Trying to understand what the Bible is (and is not) frequently becomes a significant stumbling block for many Christians. I know it has been for me. When I was a young Christian, I heard people say things like, “If you can find one error in the Bible, the whole thing is worthless.” Now, after close examination, what’s a believer to do who finally decides that there are several problems and inconsistencies? Well, in short, their faith can all fall apart because if you’ve been taught that the Bible is the core of your faith and has to be inerrant to fulfill that role, there’s little alternative except to either ignore the problem or watch the foundation of your faith crumble. And when it crumbles, do you completely walk away or do you struggle to find a way to rebuild your faith? From my perspective, the problem has to do with how an inerrant Bible is the center of faith for Evangelicals.

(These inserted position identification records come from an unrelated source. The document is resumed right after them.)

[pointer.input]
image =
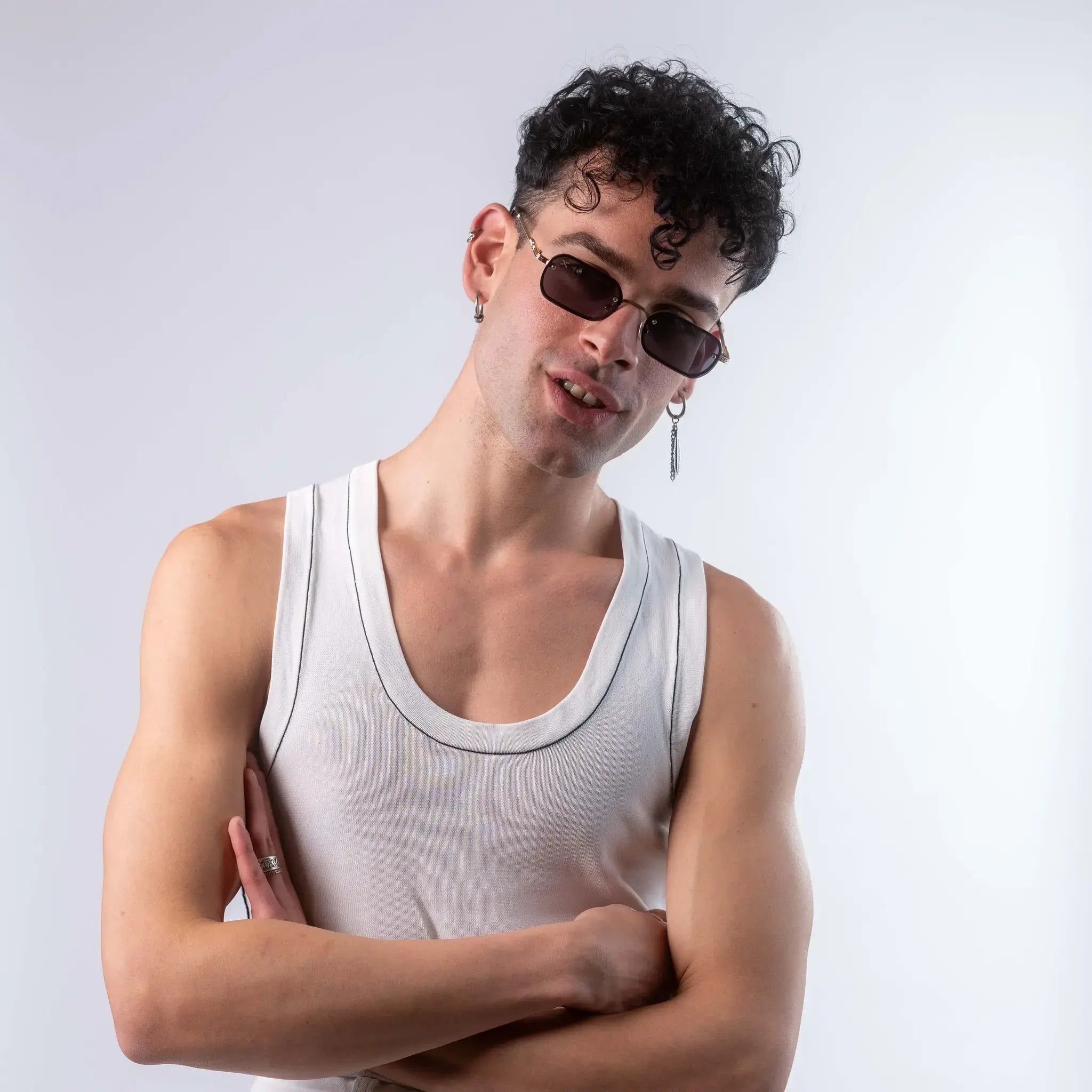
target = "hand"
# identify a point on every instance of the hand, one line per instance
(626, 958)
(271, 896)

What is it about biblical inerrancy that leads Evangelicals and Fundamentalists to say “that to deny it is to set aside the witness of Jesus Christ and of the Holy Spirit and to refuse that submission to the claims of God’s own Word?” At it’s core, it’s a foundationalist claim about what we can know. But when I see how the doctrine of inerrancy is used, it serves more as a shibboleth to determine who is in and who is out. While it is meaningful to those who accept a host of presuppositions, those presuppositions lack evidential support. At least as articulated in the Chicago Statement on Biblical Inerrancy, the presuppositions are simply ungrounded assertions. The purpose of this series will be to look more closely at problems with the doctrine of inerrancy as described in the Chicago Statement and to propose some solutions that better fit the phenomena of the Bible itself.

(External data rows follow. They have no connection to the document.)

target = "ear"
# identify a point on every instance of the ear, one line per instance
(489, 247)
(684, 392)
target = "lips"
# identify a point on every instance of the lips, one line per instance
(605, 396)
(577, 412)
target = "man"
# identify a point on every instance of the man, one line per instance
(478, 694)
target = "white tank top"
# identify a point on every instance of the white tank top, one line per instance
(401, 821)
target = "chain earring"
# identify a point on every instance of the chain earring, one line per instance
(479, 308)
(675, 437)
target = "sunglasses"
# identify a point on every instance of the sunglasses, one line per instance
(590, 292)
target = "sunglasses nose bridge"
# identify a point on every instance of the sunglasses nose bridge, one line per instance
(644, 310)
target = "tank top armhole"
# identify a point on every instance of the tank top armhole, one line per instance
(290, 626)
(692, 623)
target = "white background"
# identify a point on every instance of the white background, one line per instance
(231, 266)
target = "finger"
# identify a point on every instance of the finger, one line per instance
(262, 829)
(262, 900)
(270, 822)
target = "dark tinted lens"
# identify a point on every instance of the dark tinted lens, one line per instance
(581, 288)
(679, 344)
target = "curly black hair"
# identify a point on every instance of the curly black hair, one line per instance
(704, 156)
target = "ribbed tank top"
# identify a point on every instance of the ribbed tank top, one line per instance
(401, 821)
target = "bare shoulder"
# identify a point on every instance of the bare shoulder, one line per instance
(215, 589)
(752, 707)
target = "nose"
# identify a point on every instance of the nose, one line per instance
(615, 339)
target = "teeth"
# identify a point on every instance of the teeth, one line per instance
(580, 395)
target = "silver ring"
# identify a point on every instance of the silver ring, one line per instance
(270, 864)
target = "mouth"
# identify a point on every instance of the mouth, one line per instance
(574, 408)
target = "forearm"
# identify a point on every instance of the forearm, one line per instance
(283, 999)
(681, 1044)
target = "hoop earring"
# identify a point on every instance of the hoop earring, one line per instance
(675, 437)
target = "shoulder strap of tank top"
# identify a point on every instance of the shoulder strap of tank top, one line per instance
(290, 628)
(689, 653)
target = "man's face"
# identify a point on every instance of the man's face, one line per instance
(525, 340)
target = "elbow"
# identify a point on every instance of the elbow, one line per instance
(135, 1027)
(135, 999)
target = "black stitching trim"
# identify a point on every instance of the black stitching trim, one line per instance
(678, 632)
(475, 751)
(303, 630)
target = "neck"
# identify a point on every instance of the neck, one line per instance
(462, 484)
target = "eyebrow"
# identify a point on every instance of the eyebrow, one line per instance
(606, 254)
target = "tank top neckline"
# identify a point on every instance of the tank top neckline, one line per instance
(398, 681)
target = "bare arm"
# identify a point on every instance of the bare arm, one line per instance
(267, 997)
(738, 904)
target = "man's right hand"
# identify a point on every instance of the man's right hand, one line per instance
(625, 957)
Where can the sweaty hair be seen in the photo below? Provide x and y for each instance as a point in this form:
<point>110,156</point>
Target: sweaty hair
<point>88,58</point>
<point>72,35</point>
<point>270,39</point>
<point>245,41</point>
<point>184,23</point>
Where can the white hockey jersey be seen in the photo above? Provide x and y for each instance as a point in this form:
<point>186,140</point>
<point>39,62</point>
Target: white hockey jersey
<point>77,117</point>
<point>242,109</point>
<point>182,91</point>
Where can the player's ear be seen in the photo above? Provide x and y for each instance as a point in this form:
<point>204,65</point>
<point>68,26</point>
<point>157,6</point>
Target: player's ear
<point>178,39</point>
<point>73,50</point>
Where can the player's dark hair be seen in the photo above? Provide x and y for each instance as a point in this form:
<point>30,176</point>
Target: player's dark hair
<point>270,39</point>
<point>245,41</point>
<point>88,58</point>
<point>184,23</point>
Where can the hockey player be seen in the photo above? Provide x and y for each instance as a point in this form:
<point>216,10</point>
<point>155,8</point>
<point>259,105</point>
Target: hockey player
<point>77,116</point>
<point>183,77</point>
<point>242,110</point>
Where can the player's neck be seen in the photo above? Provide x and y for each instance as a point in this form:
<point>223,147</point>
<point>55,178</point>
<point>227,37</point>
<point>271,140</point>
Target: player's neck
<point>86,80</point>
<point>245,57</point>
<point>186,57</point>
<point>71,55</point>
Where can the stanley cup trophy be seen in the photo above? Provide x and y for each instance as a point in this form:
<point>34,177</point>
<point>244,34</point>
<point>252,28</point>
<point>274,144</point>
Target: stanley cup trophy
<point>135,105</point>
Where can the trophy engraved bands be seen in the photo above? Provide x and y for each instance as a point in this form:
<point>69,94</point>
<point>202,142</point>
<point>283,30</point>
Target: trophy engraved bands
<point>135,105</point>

First off, I should probably let it be known that I’m okay with the idea the Scriptures are the norming norm for the Church. My problem is not necessarily with the Bible, but more with how it’s understood, what exactly it is, and its role in the formation of the faith community and the individuals who inhabit that community.

The place I see the biggest issues with inerrancy, as defined in the Chicago Statement on Biblical Inerrancy, and one which I believe undermines inerrancy as a coherent doctrine, begin to show up in article VI.

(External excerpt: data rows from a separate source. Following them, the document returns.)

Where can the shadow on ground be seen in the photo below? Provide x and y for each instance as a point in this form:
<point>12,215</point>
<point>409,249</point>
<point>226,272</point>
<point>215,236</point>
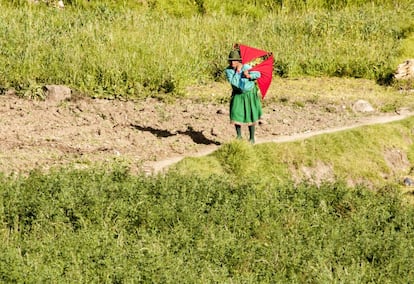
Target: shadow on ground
<point>197,136</point>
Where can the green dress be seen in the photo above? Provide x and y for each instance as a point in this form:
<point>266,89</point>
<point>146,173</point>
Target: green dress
<point>245,103</point>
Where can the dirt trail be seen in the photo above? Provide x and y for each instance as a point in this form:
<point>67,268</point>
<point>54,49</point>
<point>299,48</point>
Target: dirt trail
<point>149,135</point>
<point>157,167</point>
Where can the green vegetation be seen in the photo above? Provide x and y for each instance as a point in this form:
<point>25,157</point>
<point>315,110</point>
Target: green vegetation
<point>109,226</point>
<point>111,49</point>
<point>242,214</point>
<point>361,155</point>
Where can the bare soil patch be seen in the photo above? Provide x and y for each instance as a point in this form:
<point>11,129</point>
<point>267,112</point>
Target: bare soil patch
<point>82,131</point>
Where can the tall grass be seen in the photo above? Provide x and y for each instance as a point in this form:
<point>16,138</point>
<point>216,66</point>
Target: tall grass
<point>109,226</point>
<point>113,50</point>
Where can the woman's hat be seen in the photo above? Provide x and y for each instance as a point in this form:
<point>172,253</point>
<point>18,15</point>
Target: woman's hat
<point>234,56</point>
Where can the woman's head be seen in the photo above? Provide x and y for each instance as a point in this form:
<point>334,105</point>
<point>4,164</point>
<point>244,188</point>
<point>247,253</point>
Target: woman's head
<point>234,58</point>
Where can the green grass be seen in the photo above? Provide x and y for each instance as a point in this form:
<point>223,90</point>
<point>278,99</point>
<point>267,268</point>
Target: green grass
<point>371,155</point>
<point>109,49</point>
<point>109,226</point>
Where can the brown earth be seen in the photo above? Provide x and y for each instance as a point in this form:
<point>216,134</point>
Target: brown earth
<point>146,135</point>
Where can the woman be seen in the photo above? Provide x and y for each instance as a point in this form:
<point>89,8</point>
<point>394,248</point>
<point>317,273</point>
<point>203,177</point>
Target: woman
<point>245,105</point>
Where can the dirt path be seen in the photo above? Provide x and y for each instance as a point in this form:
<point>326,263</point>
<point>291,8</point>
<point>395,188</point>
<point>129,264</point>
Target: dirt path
<point>159,166</point>
<point>149,135</point>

We affirm that the whole of Scripture and all its parts, down to the very words of the original, were given by divine inspiration.

There are several questions with this statement. What is meant by “the whole of Scripture?” Who determines what that is? It’s as if there were uniform agreement on which books make up the Bible. Yet Protestants and Catholics disagree on this issue and other Christian communities through history have had a variety of Canons.  If it is the “very words” that are inspired, how do you justify translations? It seems the very act of translation tells us that it’s not the words themselves that are inspired, but, at best, the message they convey. And if the very words are given by God, what does this mean for the author(s) of the biblical books?

Article VIII does nothing to help clarify this.

We deny that God, in causing these writers to use the very words that He chose, overrode their personalities.

What do these two articles logically imply? I find the implication that God dictated the scriptures inescapable. If the “very words” that God wanted written is what’s in the Bible, then how can it be otherwise? And if the very words were God’s words, then how can he not have overridden the author(s) personalities? The answer, which is really nothing more than a fideistic assertion, and a weak one at that, is “The mode of divine inspiration remains largely a mystery to us.”

In other words: Punt.  The men who drafted the CSBI seem to recognize that this is logically incoherent, but it has to be this way, otherwise they end up with a God who overrides human agency. It also causes problems when there are multiple narratives of the same event and they don’t happen to match up in every detail.  How can this be if the “very words” are what God determined should be written? I’m not saying that we can’t learn about God from these narratives, only that they cause problems for those who hold to this particular doctrine of Scripture.

I will leave off for now, but next week, I want to look at the issue of “the original” and the “autographic text.” There are assumptions regarding what an original is that I don’t believe are consistent with the evidence we have of the phenomena of the Bible, by which I mean how the the texts actually come into being (as opposed to descriptions of phenomena in the Bible).

What roll has the Bible played in your faith? Have you run into problems that you found insurmountable? What were they? What did you do?